He left home at the age of 9 reportly after a harsh beating by his grandmother...
Sorry about that. It seemed to me when I started writing this it should have some twisted and bent tale as to why I tattoo baby dolls.
I searched my childhood memories for the one event that steered my world down the dark hole. None! My various employment over the years did include a short stint as a grave digger, but that turned out to be more about mowing the grass than digging anything by moon light.
Most of my other employment has been spent answering this question for people “what would it look like if...?” I mean that’s what artist/designers do, pull ideas from the gray area into the light for all to see. My whole life revolves around this question, its hard not to look at something just for what it is, but what it could be. Which leads me back to the Cherubs.

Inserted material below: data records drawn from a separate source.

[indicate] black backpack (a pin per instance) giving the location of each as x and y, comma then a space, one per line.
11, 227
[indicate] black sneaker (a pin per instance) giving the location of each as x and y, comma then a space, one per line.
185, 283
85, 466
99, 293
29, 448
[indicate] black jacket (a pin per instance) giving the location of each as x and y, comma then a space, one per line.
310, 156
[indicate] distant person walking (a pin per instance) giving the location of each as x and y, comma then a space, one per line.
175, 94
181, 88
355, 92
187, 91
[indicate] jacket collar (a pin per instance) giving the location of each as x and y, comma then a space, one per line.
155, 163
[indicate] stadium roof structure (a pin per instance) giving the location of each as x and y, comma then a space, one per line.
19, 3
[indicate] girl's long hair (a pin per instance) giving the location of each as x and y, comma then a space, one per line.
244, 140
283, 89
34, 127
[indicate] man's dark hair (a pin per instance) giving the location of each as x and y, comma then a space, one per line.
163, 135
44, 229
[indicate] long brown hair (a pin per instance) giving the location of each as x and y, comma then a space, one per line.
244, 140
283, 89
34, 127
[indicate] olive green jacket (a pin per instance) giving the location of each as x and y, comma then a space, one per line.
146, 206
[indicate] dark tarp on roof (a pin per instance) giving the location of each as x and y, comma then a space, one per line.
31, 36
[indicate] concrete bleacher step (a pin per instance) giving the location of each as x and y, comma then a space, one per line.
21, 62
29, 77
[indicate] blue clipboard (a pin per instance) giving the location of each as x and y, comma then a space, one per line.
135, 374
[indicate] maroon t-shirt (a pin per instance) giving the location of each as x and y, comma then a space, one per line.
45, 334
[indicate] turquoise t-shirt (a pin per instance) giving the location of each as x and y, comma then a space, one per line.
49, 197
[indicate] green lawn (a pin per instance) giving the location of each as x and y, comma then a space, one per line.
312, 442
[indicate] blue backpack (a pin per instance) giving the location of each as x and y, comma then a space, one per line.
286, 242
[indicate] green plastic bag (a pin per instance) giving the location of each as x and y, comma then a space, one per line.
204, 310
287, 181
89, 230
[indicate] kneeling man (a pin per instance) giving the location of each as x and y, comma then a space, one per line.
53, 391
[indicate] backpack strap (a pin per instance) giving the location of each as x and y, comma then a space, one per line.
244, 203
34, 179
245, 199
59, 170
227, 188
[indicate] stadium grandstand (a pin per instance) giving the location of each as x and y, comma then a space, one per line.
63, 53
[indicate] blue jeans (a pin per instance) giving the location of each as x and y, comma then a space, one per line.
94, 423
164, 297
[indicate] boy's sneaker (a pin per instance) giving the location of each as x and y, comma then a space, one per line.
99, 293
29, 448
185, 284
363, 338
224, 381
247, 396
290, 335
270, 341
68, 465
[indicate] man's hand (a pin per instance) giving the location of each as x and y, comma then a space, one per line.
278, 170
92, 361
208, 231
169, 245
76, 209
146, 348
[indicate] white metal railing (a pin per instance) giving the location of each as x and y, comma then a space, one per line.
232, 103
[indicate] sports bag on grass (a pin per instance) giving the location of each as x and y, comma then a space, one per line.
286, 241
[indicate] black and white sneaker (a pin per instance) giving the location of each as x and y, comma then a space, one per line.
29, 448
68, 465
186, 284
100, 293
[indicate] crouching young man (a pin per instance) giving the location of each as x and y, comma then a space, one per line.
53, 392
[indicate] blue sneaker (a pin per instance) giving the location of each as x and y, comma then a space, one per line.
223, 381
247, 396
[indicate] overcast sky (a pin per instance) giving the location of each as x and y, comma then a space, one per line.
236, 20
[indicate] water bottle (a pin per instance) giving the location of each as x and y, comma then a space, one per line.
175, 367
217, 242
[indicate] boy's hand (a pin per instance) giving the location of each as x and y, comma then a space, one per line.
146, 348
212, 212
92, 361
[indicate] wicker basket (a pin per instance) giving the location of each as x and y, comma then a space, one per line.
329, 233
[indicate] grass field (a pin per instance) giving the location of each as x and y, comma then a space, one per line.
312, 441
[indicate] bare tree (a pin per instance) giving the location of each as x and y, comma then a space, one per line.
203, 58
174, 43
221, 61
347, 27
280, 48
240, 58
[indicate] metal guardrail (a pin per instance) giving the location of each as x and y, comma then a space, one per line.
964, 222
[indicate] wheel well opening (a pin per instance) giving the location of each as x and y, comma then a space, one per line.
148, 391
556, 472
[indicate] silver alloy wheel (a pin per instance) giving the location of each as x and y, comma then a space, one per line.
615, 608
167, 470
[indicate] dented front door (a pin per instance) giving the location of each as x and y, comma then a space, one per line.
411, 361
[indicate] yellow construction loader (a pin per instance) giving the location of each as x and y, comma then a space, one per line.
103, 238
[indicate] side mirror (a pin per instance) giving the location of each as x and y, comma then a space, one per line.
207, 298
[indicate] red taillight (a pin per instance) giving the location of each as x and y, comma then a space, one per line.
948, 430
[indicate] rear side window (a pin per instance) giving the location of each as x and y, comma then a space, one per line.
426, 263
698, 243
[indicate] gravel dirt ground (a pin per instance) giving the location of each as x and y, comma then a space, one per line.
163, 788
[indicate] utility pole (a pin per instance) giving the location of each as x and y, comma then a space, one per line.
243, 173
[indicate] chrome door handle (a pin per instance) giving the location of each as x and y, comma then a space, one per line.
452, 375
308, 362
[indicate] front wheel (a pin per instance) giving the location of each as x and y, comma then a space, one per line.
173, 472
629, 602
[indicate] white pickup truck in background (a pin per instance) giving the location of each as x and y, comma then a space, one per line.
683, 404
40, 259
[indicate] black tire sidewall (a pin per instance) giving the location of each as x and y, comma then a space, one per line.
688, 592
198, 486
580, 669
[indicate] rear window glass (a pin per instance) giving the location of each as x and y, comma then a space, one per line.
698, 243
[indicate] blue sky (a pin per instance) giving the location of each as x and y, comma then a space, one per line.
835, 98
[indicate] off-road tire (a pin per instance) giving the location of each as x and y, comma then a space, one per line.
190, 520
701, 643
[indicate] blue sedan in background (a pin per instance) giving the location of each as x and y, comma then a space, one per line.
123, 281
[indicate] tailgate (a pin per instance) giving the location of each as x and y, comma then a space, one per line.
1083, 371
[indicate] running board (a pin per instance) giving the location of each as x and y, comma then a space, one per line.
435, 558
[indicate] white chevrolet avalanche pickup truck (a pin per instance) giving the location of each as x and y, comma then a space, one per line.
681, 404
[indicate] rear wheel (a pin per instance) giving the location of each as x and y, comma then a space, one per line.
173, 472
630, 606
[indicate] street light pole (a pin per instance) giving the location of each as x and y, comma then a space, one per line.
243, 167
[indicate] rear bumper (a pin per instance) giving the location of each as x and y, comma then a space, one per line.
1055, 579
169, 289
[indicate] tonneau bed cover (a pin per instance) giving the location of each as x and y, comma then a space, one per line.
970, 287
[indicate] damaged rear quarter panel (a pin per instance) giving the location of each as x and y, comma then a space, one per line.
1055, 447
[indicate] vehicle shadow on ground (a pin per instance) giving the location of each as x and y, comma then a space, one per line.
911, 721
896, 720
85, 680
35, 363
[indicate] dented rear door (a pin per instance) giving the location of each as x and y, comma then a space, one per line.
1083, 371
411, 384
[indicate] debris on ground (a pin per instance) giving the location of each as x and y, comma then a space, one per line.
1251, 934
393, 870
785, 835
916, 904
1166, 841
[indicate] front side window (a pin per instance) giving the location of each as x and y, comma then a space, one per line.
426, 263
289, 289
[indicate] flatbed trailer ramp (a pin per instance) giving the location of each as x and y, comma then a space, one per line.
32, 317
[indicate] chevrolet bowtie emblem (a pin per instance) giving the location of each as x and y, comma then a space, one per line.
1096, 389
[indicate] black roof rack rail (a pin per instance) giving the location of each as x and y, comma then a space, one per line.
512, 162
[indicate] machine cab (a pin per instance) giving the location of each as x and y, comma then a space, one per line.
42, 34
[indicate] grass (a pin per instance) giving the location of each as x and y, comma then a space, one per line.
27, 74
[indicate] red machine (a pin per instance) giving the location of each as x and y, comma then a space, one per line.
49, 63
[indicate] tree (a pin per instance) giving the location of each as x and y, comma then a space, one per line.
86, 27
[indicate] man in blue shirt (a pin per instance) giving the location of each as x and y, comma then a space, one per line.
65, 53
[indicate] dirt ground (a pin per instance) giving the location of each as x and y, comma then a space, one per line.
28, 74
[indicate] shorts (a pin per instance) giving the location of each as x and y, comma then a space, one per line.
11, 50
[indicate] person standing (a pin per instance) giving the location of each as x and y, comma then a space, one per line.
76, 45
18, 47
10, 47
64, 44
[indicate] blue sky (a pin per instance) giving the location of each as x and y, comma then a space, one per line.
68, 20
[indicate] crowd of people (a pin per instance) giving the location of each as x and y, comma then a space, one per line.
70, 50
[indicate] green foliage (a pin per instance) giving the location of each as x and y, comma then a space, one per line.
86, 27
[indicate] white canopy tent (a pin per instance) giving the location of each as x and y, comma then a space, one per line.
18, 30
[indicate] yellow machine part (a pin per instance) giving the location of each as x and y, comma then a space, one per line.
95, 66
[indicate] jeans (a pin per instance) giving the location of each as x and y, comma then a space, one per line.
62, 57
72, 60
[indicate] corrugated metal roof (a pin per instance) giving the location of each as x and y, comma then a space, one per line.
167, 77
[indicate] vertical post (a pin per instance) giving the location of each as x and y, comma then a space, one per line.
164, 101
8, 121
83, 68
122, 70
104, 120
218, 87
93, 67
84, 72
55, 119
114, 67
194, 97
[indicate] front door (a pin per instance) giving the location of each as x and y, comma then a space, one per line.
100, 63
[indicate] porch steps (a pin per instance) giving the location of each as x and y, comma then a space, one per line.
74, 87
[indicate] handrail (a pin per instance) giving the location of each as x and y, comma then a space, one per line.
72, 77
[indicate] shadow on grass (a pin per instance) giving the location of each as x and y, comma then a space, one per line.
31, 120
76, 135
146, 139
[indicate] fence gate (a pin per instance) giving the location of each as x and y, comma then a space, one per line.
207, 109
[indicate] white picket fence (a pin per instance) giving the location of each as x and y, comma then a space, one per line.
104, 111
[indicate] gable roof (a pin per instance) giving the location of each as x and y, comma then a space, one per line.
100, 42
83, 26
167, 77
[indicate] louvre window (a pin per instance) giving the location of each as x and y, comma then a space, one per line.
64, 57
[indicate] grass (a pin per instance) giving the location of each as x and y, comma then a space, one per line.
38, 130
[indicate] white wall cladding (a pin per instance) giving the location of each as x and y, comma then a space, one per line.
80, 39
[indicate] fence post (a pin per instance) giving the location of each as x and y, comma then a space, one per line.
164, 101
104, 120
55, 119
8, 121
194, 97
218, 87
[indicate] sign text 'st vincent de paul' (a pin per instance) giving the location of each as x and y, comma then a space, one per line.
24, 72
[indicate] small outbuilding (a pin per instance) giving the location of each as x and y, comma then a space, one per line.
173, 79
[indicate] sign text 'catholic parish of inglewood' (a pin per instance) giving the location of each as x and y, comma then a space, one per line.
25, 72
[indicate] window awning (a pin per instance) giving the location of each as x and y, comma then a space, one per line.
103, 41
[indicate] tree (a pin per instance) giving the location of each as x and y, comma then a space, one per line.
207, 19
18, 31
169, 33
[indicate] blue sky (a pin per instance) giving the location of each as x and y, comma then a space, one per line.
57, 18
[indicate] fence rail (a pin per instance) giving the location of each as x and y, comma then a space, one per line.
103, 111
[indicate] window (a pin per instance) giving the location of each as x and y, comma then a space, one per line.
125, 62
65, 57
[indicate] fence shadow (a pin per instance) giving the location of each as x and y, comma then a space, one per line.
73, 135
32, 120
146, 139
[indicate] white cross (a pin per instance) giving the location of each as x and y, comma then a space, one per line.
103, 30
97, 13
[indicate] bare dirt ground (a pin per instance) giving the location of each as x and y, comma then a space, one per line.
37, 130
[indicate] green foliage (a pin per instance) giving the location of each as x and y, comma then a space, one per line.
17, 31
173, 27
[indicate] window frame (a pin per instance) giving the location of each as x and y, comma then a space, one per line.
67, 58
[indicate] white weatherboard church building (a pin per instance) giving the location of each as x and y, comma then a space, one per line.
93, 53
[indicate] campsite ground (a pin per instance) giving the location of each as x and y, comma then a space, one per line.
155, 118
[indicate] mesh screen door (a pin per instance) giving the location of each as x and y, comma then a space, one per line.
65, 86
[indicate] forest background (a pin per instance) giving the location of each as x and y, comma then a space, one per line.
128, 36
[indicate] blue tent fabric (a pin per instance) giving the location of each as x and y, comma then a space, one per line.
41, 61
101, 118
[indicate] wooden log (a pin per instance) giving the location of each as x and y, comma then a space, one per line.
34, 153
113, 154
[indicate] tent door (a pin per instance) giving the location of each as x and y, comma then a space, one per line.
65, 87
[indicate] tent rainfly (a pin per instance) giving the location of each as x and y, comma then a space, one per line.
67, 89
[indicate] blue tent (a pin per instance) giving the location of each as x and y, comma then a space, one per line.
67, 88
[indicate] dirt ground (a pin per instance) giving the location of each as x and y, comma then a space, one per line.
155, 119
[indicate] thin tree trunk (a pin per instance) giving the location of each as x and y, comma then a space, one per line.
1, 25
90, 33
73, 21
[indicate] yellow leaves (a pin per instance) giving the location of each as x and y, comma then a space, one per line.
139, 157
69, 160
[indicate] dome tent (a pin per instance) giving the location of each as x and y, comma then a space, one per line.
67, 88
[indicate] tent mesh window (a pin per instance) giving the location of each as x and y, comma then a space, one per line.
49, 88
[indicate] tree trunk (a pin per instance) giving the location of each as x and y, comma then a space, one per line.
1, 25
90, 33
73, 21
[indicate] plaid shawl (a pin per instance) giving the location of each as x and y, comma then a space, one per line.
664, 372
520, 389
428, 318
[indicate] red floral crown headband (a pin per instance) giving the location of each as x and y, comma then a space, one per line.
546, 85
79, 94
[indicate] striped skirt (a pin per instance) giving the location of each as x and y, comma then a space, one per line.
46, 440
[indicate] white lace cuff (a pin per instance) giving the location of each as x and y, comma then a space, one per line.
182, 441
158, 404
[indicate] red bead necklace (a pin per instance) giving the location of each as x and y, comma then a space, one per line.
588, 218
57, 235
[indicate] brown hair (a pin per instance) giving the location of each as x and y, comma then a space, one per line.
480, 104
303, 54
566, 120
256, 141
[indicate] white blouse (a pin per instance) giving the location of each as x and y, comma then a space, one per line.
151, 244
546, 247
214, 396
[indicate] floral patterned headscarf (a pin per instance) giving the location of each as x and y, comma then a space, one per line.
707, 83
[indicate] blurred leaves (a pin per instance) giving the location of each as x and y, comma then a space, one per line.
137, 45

One day at my local junk yard, while trying to free some of the forgotten dibrie of life for sculpture material, I noticed an old tattoo on my junk dealer’s arm, it looked like vintage military. Under the grease and hair I kept trying to make out what it use to say. No luck. As we dickered over 50 cents my eye was drawn from his arm to an old doll sitting on a shelf in his shed. Yep! “what would it look like if...?” I think he wet himself when I asked him “how much you want for the doll?” He already thinks I’m a loon and that cinched it.
One hour of scrubbing, three days of deodorizing and five days of inking the first
Black Cherub was done.
Most of my sculptures are whimsical and humorous, taking common or familiar items and arranging them into new works that challenge most conventional thinking and ideas.
"I like creating work that people aren’t expecting to see in a gallery setting. Something that makes them stop, think for a minute, then crack a little smile.”